But a slight correction:
What MIT has done is to mandate that the author’s final draft of all MIT articles published in peer-reviewed journals should be self-archived in MIT’s Open Access Institutional Repository. It is indeed very likely true that the “determination of MIT to shift from the old tradition … may be the clue to becoming ranked third among world’s top 200 universities.” The enhanced uptake, usage and impact resulting from this enhanced access is the factor that has helped enhance other universities’ rankings too (e.g., those of U. Southampton, the first to mandate OA self-archiving).
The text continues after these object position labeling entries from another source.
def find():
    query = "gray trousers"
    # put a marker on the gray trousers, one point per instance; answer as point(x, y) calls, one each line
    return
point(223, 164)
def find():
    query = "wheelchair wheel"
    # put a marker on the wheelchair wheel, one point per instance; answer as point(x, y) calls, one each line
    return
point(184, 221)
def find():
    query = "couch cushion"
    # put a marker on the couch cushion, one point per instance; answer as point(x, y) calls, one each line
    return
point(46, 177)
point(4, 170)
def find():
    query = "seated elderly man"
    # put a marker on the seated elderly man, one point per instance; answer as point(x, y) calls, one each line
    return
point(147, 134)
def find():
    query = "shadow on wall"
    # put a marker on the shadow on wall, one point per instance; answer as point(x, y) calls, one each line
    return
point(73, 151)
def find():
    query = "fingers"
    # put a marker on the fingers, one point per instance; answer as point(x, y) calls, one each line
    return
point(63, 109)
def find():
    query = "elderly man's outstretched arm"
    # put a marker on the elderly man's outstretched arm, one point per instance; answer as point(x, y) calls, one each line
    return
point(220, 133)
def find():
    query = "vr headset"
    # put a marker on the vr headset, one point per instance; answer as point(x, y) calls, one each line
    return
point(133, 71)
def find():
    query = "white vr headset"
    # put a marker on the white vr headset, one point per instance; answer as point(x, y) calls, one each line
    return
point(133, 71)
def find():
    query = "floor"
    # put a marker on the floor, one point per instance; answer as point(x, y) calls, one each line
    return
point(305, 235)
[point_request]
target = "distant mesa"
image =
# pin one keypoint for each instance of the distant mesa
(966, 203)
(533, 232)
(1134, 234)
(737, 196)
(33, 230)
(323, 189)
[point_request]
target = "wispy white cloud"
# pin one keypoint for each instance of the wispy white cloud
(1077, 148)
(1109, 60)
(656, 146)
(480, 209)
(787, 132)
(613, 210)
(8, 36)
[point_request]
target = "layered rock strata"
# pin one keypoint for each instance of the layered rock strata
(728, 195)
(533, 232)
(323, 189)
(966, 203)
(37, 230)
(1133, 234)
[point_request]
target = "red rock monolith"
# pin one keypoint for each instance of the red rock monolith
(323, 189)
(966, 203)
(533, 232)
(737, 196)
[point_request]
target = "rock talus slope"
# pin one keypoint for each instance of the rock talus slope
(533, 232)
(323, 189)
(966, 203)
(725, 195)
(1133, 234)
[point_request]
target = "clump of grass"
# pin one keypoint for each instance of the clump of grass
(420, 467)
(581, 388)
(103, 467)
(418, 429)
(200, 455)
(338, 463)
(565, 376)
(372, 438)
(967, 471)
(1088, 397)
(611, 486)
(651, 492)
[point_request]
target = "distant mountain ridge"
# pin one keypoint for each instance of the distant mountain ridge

But the shift that has occurred at MIT and Southampton to enhance their impact rankings is definitely not a “shift from the old tradition of publishing model to a new publishing paradigm which relies on internet technology”! MIT and Southampton authors continue to publish exactly as they have done all along — in the best peer-reviewed journals whose quality standards their authors’ research can meet. And just about all journals today “rely on internet technology.”
No, the shift is that of supplementing the old tradition of publishing in an established peer-reviewed journal with the new tradition of self-archiving the author’s final, accepted draft, so that all researchers can access, use, apply and cite their findings in further research, and not just those whose institutions can afford to subscribe to the (traditional) journals in which they happen to have been published.
Credit where credit is due!
Dear Mr Harnad,
Thank you for your thoughtful correction, I have actually meant the same but have expressed vaguely perhaps in defining open access methods (whether green or gold) as those which simply rely on internet technology. Glad to have you as a reader (since I like to read your work).